Questa bufala di Ronaldo al Milan ci sta sfuggendo di mano. Ormai il disastroso duo Fassone e Mirabelli cerca di uscire dall'anonimato cavalcando una favola alla quale non riescono a credere neppure coloro che si sono bevuti la farsa dei cinesi. Capisco che per entrambi sia un momento difficile, soprattutto perché all'orizzonte non si vedono nuove possibilità di lavoro e se giudichiamo quanto fatto al Milan nessuno può pensare di assumere una coppia del genere, ma continuare a prendere in giro i tifosi non è accettabile.

"Se ci fosse stata l'attuale proprietà, oggi Ronaldo giocherebbe al Milan, garantito al 100%". Questo potrebbe essere l'epitaffio perfetto da mettere su tutta la vicenda cinese e chi l'ha rappresentata. Nulla a che vedere con quella attuale. O meglio, il link è evidente. Il piano originale era proprio sfruttare il ponte Yonghong Li per arrivare a Elliott per poi cercare un vero nuovo proprietario completamente slegato a quello originale.

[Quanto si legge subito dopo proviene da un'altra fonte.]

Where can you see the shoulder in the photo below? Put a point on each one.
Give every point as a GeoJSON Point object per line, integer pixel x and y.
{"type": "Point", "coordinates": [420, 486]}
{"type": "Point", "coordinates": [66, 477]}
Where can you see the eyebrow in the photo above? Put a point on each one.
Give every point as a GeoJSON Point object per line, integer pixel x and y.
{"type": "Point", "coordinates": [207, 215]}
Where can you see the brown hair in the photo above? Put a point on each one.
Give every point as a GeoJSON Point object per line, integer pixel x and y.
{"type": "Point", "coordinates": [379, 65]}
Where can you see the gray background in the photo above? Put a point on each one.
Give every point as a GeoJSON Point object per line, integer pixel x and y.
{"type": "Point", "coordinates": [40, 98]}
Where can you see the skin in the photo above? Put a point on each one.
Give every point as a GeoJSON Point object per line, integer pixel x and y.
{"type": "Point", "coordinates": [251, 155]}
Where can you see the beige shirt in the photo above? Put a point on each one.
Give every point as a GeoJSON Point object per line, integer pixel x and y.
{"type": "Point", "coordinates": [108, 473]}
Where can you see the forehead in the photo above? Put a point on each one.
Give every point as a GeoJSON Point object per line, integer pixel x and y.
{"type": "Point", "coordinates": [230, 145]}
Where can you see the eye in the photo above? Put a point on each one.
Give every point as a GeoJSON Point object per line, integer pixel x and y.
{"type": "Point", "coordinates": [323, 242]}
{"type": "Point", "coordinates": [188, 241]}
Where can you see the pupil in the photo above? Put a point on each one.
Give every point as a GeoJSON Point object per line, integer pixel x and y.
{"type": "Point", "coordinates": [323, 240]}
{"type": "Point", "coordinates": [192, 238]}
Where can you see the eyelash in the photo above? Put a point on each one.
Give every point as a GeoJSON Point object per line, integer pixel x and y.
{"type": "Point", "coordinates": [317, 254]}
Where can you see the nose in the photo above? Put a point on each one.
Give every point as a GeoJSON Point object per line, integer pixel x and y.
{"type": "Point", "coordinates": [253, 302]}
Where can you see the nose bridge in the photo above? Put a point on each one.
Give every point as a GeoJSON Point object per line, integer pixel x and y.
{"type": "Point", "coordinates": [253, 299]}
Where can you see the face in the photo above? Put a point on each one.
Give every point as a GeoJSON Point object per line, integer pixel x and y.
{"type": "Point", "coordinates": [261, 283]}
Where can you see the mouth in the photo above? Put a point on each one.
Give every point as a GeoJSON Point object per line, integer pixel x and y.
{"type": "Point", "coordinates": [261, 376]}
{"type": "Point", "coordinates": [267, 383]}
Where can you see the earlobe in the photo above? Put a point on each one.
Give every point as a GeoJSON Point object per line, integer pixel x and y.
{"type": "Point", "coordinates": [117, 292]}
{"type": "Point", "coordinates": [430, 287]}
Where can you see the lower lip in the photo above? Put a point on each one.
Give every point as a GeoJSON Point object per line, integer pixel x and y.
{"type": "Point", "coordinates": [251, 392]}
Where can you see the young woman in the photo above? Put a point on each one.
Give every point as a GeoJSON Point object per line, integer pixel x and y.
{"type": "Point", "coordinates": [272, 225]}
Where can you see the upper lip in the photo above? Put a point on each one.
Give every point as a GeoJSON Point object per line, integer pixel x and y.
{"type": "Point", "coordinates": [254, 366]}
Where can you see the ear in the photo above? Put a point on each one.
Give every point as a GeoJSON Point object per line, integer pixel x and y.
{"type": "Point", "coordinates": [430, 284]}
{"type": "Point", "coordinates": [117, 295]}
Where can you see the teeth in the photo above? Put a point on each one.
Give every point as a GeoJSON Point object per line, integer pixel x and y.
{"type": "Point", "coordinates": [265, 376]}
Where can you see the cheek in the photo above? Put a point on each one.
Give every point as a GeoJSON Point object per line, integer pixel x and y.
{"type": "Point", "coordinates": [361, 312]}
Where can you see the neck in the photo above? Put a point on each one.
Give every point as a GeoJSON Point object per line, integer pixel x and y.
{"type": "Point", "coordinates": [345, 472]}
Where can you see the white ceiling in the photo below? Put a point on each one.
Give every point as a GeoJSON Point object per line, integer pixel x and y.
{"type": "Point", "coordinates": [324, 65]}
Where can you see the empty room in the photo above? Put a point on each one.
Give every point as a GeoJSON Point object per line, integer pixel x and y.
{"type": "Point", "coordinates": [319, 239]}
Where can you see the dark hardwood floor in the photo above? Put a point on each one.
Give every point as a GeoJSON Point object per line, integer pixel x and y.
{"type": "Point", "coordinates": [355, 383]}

In tal senso comincerei ad appuntarmi l'annata 2020, quella in cui scadrà l'attuale contratto di Gazidis. Un AD strappato a un grande club e pagato a peso d'oro con un contratto in scadenza dopo solamente 18 mesi è quantomeno insolito. Certo nulla vieta un possibile rinnovo, così come ai membri del Cda anche loro con scadenza 2020, ma è chiaro che quella rappresenta un primo importante spartiacque per il futuro del Milan.